12.03.2021, 08:51
Mindens Spielmacher im Gespräch mit dem kicker, Teil II
Er ist fraglos eines der größten Talente, die der deutsche Handball gerade zu bieten hat: Juri Knorr (20) bringt viele Experten ins Schwärmen. Im großen kicker-Interview präsentiert sich der Spielmacher aufgeräumt, reif und reflektiert.
"Er hat alles, was es braucht", sagt DHB-Kapitän Uwe Gensheimer im Interview auf der Verbandsseite, wenn er über Juri Knorr spricht: "Er hat eine Explosivität, die nicht viele Spieler haben." Knorr ist für viele Experten der Spielmacher, auf den die deutsche Nationalmannschaft jahrelang warten musste. Lesen Sie hier den ersten Teil des großen Interviews vom Donnerstag...
Sie sind der erste 2000er in der deutschen A-Nationalmannschaft, haben mit Ihrer schwereren Corona-Erkrankung, verschiedenen Lehrgängen und der WM in Ägypten schon einiges mitgemacht. Was unterscheidet die Zeit beim DHB von der im Verein?
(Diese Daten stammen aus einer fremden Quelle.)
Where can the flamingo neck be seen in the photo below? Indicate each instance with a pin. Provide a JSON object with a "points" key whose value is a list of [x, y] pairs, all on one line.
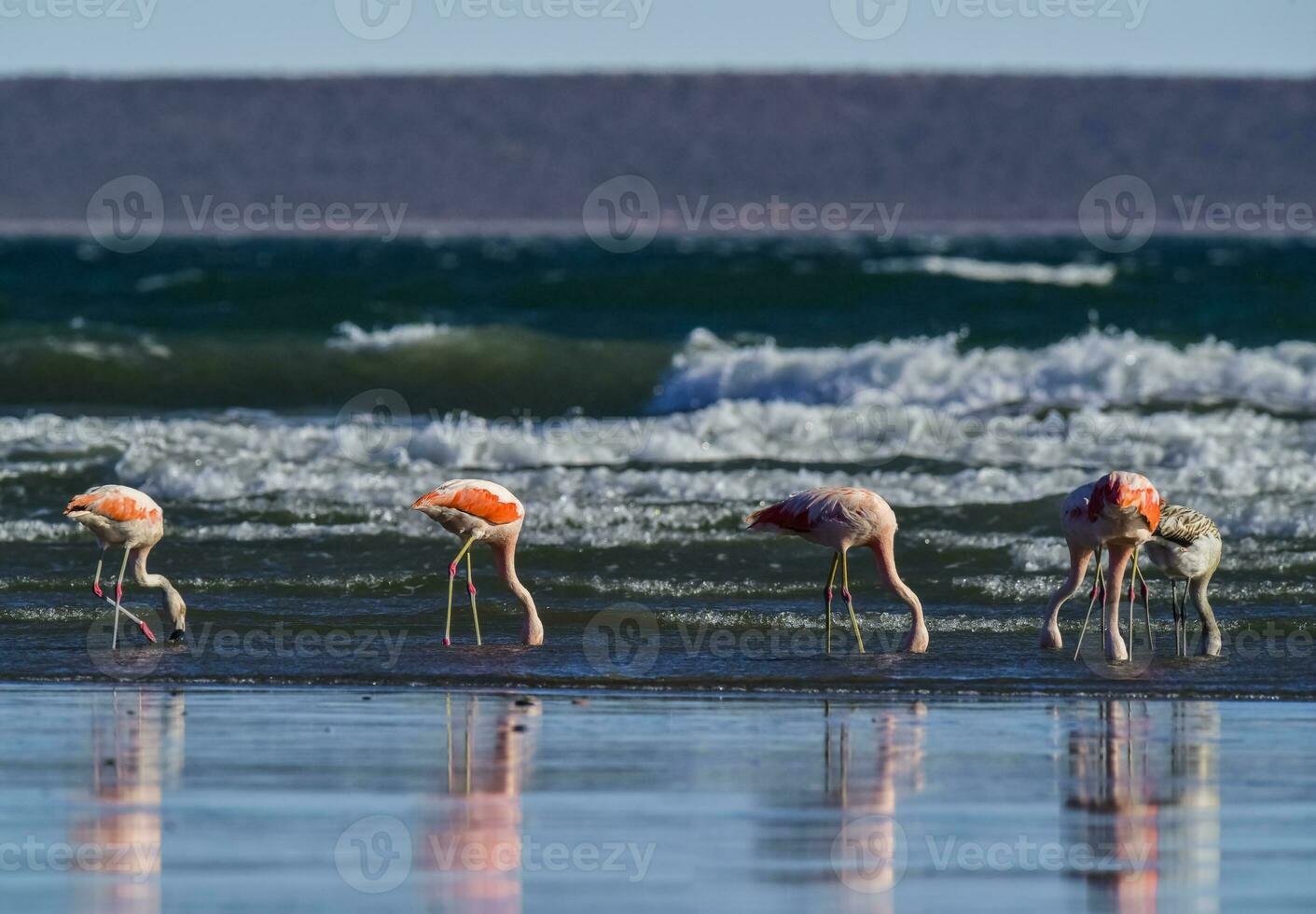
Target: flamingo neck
{"points": [[173, 600], [505, 558], [883, 550]]}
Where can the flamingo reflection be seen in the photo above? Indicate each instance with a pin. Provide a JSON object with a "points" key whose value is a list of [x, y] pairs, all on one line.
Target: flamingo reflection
{"points": [[870, 846], [1148, 813], [473, 840], [137, 753]]}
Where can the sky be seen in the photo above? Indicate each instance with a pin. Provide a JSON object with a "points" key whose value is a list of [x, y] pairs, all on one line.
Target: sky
{"points": [[295, 37]]}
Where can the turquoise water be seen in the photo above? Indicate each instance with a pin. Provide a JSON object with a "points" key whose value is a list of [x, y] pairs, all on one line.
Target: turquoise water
{"points": [[285, 401], [199, 800]]}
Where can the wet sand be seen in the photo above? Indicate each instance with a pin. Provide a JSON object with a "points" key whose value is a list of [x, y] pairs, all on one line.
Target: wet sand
{"points": [[141, 798]]}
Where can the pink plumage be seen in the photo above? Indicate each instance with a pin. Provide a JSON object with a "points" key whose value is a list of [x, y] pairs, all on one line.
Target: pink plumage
{"points": [[841, 519]]}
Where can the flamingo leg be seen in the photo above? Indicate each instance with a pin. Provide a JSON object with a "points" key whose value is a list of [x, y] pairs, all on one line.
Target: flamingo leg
{"points": [[451, 576], [1132, 577], [100, 561], [470, 589], [118, 599], [1178, 618], [1146, 612], [826, 597], [1097, 581], [849, 602]]}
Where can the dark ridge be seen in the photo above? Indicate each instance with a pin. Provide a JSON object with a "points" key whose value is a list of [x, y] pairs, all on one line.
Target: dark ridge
{"points": [[487, 149]]}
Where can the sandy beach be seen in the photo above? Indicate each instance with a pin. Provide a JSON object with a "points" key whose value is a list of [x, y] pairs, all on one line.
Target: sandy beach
{"points": [[214, 798]]}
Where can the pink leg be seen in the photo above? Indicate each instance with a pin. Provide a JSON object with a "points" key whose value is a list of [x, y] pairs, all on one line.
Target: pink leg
{"points": [[1115, 647], [95, 584]]}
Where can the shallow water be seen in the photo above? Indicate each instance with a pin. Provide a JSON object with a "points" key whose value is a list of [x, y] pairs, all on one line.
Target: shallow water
{"points": [[287, 401], [199, 798]]}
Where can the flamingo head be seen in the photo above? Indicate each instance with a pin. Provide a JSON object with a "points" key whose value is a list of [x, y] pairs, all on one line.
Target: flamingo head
{"points": [[1123, 493]]}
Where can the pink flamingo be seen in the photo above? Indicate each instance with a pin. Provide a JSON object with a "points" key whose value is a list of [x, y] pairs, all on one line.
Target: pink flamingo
{"points": [[476, 509], [118, 516], [1117, 512], [839, 519]]}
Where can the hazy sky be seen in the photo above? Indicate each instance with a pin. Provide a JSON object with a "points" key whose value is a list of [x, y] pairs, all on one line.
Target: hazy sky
{"points": [[354, 35]]}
Alles ist deutlich größer. Dem Ganzen wird viel mehr Aufmerksamkeit geschenkt. Wenn man für die Nationalmannschaft ein Spiel macht, hat es gefühlt fast jeder gesehen. Mit einem Verein und gerade mit einem kleinen wie Minden ist das nicht zu vergleichen. Es ist eine sehr aufregende Zeit und ich probiere mir immer wieder in den Kopf zu rufen, das alles zu genießen. Bei allem Druck, den ich mir selbst mache, sage ich mir auch, dass das das ist, was ich mir immer erträumt habe.
Bei Ihrer ersten WM war Ihr Potenzial schon unverkennbar. Am meisten blieb das Spiel gegen Spanien im Kopf. Zwei, drei genialen Aktionen folgten Ballverluste. Wie bewerten Sie mit ein wenig Abstand das Turnier insgesamt und das Spanien-Spiel im Speziellen?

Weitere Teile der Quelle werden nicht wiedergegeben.